THE ALCHEMIST. Indonesian artist Bagus Pandega combines movement, sound and light along with an element of surprise in his one-of-a-kind installations
Being the only Indonesian artist featured in Art Basel Hong Kong’s “Discoveries” section this year, Bagus Pandega is definitely an emerging artist to watch. Just like an alchemist, he has mastered the art of assembling various, oftentimes unthinkable, objects to create complicated installations. Experimentation and the element of surprise are two elements that have consistently been present in his creative process, as the results always depart from his initial ideas.
You studied sculpting, but you have been creating installations. What caused the shift?
As a matter of fact, installation is another form of three-dimensional art and an extension of sculpting. I find totem-like items in sculpting unappealing, so I expand the dimension by adding movement, voice or light. By doing so, the variables are always changing, and the limitation in creating is practically absent.
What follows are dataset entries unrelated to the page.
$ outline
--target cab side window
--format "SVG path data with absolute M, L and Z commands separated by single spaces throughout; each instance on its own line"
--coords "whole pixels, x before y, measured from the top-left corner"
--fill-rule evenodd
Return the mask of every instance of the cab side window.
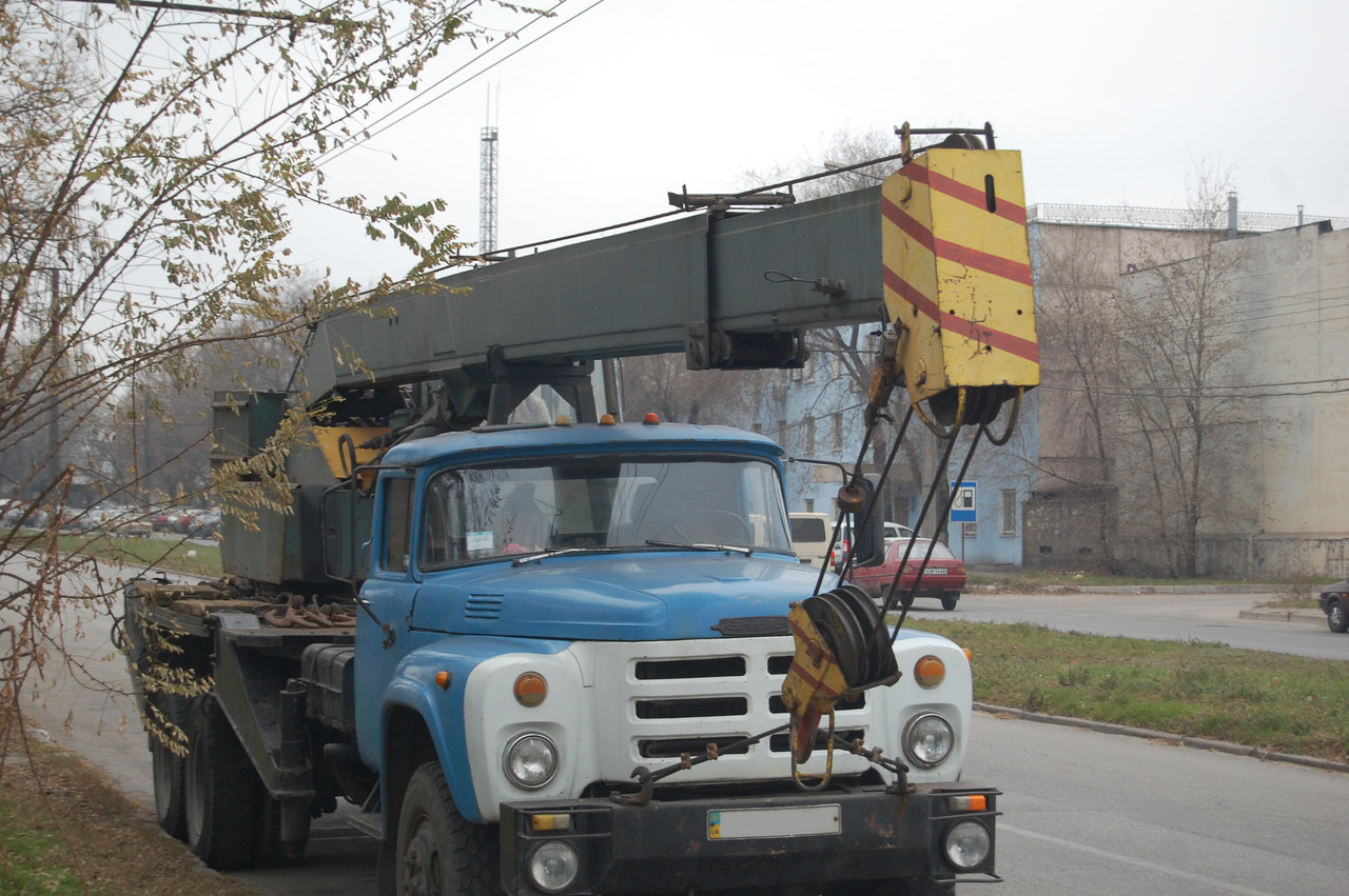
M 421 569 L 442 569 L 465 559 L 461 493 L 459 480 L 448 473 L 437 476 L 426 486 Z
M 406 573 L 410 566 L 413 531 L 413 481 L 389 480 L 384 486 L 384 556 L 390 573 Z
Given its limitless nature, how do you experiment in your work?
The progress of my works is like stairs: I start with simple techniques and try to take higher steps in the next project. As of now, I have already collected a “bank of experiences” that allow me to decide on which techniques I want to use. I can easily combine, for instance, this kind of movement with that kind of sensor. Overall, the experiment process feels like playing with Lego blocks—I simply choose what I want to pair with each other.
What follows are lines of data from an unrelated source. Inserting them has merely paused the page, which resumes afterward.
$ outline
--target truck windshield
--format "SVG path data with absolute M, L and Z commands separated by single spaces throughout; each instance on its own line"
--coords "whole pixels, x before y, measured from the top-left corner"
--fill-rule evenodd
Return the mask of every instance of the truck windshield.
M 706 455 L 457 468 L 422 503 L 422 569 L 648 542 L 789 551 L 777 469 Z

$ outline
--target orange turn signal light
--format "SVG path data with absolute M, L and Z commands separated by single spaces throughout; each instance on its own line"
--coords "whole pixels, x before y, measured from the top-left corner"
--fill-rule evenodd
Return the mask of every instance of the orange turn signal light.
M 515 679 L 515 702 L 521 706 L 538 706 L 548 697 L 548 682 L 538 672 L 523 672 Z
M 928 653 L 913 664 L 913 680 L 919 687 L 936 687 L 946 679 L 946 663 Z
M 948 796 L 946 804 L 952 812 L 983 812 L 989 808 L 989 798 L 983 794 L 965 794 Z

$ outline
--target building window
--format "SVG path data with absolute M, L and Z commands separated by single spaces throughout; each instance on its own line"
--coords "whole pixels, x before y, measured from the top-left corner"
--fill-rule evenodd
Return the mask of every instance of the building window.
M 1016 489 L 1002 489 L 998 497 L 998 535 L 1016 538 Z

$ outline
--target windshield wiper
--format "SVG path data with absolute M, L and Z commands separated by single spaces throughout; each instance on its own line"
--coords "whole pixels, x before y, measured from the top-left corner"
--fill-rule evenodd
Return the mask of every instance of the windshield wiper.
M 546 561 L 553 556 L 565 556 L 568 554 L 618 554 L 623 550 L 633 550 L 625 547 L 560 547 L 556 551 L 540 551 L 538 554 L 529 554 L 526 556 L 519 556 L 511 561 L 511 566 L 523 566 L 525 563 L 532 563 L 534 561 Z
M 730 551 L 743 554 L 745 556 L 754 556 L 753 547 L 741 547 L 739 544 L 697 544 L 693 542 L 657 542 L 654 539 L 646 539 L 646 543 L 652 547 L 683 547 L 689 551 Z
What is the most challenging piece you’ve done so far?
The hardest project I’ve completed was my first artwork, “Singer: Magical Mystery Tour,” in which I combined a turntable with a Singer sewing machine—hence the name. Creating it was hard because I was this kind of artist who knows what he wants to create but doesn’t know how to do it. Moreover, in installation art, most of the pieces are mechanical and electrical. I didn’t learn such mechanisms in sculpture making, so I have to learn those techniques on my own. Another piece that is quite challenging is “Rotation inside the Valley” due to its huge size and many components.
Clandestine Transgression the Melody
Have you ever encountered a moment that surprised you while putting together the pieces?
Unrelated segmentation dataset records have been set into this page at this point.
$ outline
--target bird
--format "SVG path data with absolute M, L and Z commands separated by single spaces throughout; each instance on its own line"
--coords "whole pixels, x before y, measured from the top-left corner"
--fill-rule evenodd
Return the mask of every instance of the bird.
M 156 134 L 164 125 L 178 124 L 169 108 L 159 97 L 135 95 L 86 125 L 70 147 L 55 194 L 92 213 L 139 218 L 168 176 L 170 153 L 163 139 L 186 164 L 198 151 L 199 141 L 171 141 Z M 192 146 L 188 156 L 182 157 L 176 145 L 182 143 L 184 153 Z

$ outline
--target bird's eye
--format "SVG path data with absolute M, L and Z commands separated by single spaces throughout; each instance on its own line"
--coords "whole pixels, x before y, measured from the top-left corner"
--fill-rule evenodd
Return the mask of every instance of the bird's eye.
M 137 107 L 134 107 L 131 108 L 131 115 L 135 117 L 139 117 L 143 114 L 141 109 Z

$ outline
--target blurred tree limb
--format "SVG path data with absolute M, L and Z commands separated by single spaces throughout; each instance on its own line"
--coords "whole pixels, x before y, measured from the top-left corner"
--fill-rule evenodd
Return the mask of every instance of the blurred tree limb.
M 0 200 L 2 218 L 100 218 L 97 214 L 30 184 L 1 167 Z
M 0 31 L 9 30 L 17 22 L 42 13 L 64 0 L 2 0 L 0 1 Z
Always! I have never entirely followed my initial idea, because I need an element of surprise in my creative process. For example, in “The Anthology Pt. I” I used a lot of lights and mechanical movements that I didn’t expect beforehand. After it was done, I just sat down, watched it move, laughed by myself, turned it off, and went home. I was satisfied with the result.
Lastly, what’s your plan for the foreseeable future?
In September, I will have a solo exhibition in Cemeti Art House, Yogyakarta. I also plan to apply for an artist residential program to refresh my ideas in a different place and culture.